Le phénomène existait déjà à Tchernobyl ou Hiroshima, il apparaît aujourd'hui à Fukushima. Cinq ans après le tsunami qui a provoqué une explosion dans la centrale nucléaire de cette ville japonaise s'y développe un "tourisme noir". Près de 2.000 personnes se rendent ainsi chaque année sur place pour observer les vestiges de la province.

C'est le cas de Tom Bridges. Ce professeur américain, installé à Tokyo, a voulu voir de ses propres yeux les conséquences de la catastrophe. Il s'est rendu dans la ville de Namie, à 20 kilomètres au nord de la centrale nucléaire.

"Dans d'autres zones les gens ont pu reconstruire et recommencer une nouvelle vie, mais les gens d'ici n'ont pas eu cette chance, à cause des radiations et de la contamination, rappelle le visiteur. Ça me met vraiment en colère."
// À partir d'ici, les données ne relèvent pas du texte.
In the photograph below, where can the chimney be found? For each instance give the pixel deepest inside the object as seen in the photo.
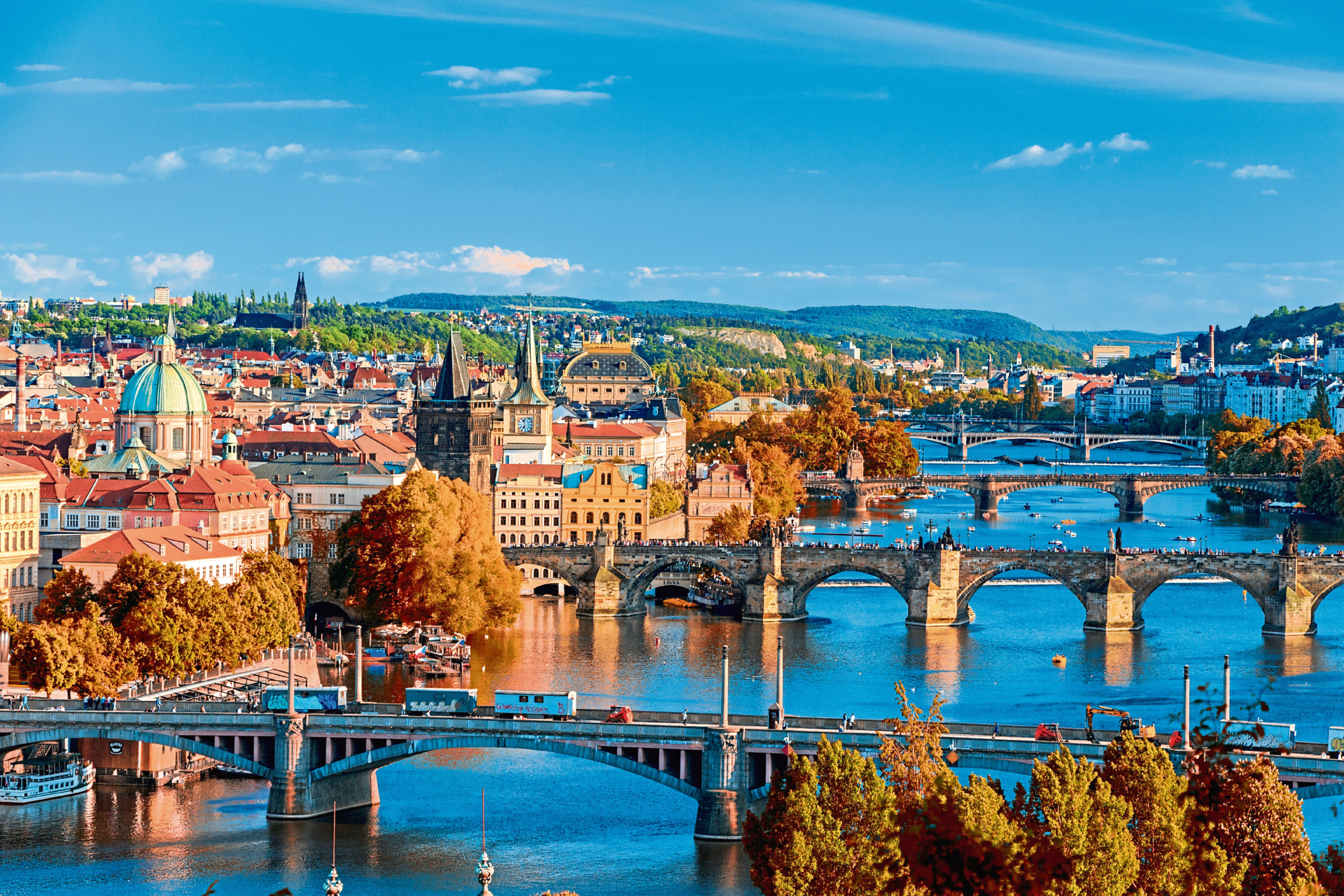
(21, 406)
Des touristes devant une école primaire fermée à Namie, le 11 février 2016, cinq ans après le tremblement de terre ayant provoqué l'explosion de la centrale nucléaire.
Des touristes devant une école primaire fermée à Namie, le 11 février 2016, cinq ans après le tremblement de terre ayant provoqué l'explosion de la centrale nucléaire. © Toru Yamanaka - AFP

Pas de l'Histoire mais un désastre encore actuel

C'est justement parce qu'ils ne peuvent pas revenir chez eux qu'une dizaine d'anciens habitants de la région ont décidé d'organiser ces visites, bénévolement. Ils veulent éviter que ce qu'ils ont vécu ne devienne trop vite de l'Histoire.

"Il ne s'agit pas de monuments à la mémoire d'un passé, précise ainsi Schinichi Niitsuma, un de ces guides bénévoles. Ce sont des lieux et des objets qui incarnent notre désespoir actuel. Ce ne sont pas de simples vestiges, ce sont des marques vivantes de notre désespoir."

Sur place, les niveaux de radiation sont encore très élevés. Les guides sont munis de dosimètres afin d'éviter les zones les plus dangereuses.

Dans une école primaire que l'on peut visiter, les horloges se sont arrêtées à 3h38 de l'après-midi, au moment où le tsunami a frappé la ville, raconte Japan Today. Dans le gymnase, la banderole célébrant la remise de diplôme de 2011 est encore accrochée au mur.
Une touriste observe des vaches se nourrissant d'herbe contaminée par les radiations, le 11 février 2016, cinq ans après le tremblement de terre ayant provoqué l'explosion de la centrale nucléaire de Fukushima.
Une touriste observe des vaches se nourrissant d'herbe contaminée par les radiations, le 11 février 2016, cinq ans après le tremblement de terre ayant provoqué l'explosion de la centrale nucléaire de Fukushima. © Toru Yamanaka - AFP

Contester les informations officielles

Les survivants de la catastrophe tiennent à partager leur témoignage, en mémoire des victimes. Akiko Onuki est enseignante et également guide bénévole. Six de ses élèves, ainsi qu'un de ses collègues, sont morts dans la catastrophe.

"Je n'accepte pas du tout la façon dont les médias présentent Fukushima, comme une région complètement rétablie, parce que de nombreuses personnes sont oubliées dans l'histoire. On a beau dire, personne ne pourra jamais revenir dans ces villes."

C'est pour la même raison que Masami Yoshizawa, éleveur laitier, laisse ses 300 vaches sur place. Comme il le raconte à Japan Today, il a refusé l'ordre du gouvernement de faire abattre son troupeau, qui se nourrit aujourd'hui de l'herbe hautement contaminée de la région.

C'est donc une bataille de propagande qui se joue entre les anciens habitants de la région de Fukushima et les autorités japonaises. Ces dernières ont même annoncé que les équipes de football japonaises s'entraîneront dans la région pour les Jeux olympiques de 2020, alors que 100.000 personnes n'y ont toujours pas regagné leur domicile.